One of my least favorite regularly-deployed aphorisms is “Not everything that can be counted counts, and not everything that counts can be counted” (which you can find attributed to the usual dizzying array of people, but probably should be credited to William Bruce Cameron). The problem isn’t so much with the content of the phrase, which contains at least as great an element of truth as anything else you could fit in a fortune cookie, but its use. It’s regularly deployed in a rhetorical way to assert the impossibility of measuring the true essence of whatever pet project the speaker is going on about at the time. And as an experimental physicist by training and temperament, I have a reflexive negative reaction to assertions of that sort.
I was reminded of this, and prompted to write about it today, thanks to this tweet from Kieran Healy:
As I noted when I quote-tweeted this, it’s a succinct statement of something that drives me nuts about many academic discussions of assessment. Which take lots of different forms— not just “Which of these research papers is the best?” or “Which of these departments is the best?” but also things like “Which of these faculty candidates should we hire?” and “Which of these students should be admitted to our college?”
These kind of decisions are absolutely central to the functioning of academia in its modern form, and as Healy’s tweet notes, are also closely related to core functions of scholarship in general. Looking at two presentations of ideas about whatever area and saying “This is crap, but that is great stuff” is what we do, in a very deep way. If it were truly impossible to judge “everything that counts,” it would be impossible to do much of anything that is recognized as the job of a faculty member at a college or university. In fact, the whole reason we have arguments about things like hiring and admissions is because people on both sides are making judgements about which candidates are most worthy, just coming to different conclusions.
This topic was already in the back of my mind thanks to a recent Substack post by Timothy Burke that I liked enough to do the fancy embed thing here:
This isn’t a vehemently anti-assessment post, but as the title suggests, is appropriately conflicted about something that is genuinely a difficult subject. There are decisions associated with these questions that need to be made— who to hire, who to admit, how to allocate resources within the institution— and those need to be done in the best manner possible. Asserting the impossibility of assessment and judgement doesn’t help get those essential jobs done.
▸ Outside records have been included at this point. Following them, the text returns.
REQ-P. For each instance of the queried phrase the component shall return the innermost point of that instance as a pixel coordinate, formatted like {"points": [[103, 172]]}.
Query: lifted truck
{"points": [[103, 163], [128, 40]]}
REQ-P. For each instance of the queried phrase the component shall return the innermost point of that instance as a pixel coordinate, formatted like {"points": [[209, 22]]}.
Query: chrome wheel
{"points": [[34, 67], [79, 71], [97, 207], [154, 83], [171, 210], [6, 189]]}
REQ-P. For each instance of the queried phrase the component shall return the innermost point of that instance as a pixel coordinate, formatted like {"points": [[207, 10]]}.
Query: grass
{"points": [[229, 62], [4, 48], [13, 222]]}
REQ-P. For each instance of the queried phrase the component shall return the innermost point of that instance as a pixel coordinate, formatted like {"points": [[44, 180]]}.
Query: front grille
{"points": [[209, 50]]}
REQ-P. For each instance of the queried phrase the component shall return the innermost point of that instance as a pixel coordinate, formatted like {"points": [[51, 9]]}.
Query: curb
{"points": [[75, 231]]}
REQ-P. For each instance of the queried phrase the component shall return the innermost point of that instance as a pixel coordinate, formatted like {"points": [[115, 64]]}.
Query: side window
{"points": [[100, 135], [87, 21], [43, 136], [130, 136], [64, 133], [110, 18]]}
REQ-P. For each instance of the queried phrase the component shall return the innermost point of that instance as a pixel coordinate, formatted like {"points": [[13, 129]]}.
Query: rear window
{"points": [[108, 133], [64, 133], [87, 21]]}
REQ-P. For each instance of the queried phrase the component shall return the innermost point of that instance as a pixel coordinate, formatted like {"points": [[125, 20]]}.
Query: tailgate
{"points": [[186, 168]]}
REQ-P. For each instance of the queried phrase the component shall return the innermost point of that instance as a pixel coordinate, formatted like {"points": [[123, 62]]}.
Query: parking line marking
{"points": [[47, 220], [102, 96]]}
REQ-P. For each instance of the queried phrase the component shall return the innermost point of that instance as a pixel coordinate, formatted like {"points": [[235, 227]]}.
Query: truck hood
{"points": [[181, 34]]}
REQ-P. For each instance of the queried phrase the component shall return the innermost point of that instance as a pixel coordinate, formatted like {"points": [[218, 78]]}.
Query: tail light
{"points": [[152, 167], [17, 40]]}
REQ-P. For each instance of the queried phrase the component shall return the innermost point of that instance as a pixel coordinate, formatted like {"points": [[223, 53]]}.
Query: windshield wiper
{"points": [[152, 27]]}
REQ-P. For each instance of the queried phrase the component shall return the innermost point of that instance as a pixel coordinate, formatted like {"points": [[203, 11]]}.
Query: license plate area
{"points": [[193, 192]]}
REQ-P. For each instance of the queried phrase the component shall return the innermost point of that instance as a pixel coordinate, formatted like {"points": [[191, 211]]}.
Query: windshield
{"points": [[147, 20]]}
One way out of this that both Burke and Healy make use of is to fall back on the idea of expert judgement as a special thing, deserving of extra deference. The idea being that the problem isn’t judgement per se, but simplistic or algorithmic judgement by outsiders. People within a particular area by dint of their professional training have expertise that allows them to make qualitative judgements of things that simply cannot be assessed with any accuracy by those without that training, and those expert judgements should be accepted without too much effort to quantify them.
That’s a line of argument that makes me a bit uncomfortable for a couple of reasons. The biggest is that physicist-by-training-and-temperament thing again: I’m not wild about the idea of expertise as some ineffable quality that can’t be explained or quantified. There’s also a problematic tendency for the range of who counts as an expert to expand and contract as needed to serve the interests of particular actors: most faculty tend to take a very narrow view of who counts as an expert able to judge the quality of their scholarly work, for example, but are less inclined to show any deference to the expertise of professional staff in admissions or student life.
(There’s also a bit of irony in the way that many of the problems that people prone to complaining about quantitative assessment feel strongly about are known to be problems precisely because of those quantitative measures. The well-known biases against faculty from underrepresented groups in things like student evaluations of teaching are well known because they’ve been quantified and replicated many times. But that’s getting a bit afield…)
There’s another issue here, though, which is that the argument about whether this or that aspect of academic work can be measured is often rhetorically conflated with the question of whether measuring it is worth the effort to do so in particular cases, or on particular time scales. Burke gets at this a little bit in his post, but it’s not spelled out quite as clearly as I’d like, so I’ll try to do that here.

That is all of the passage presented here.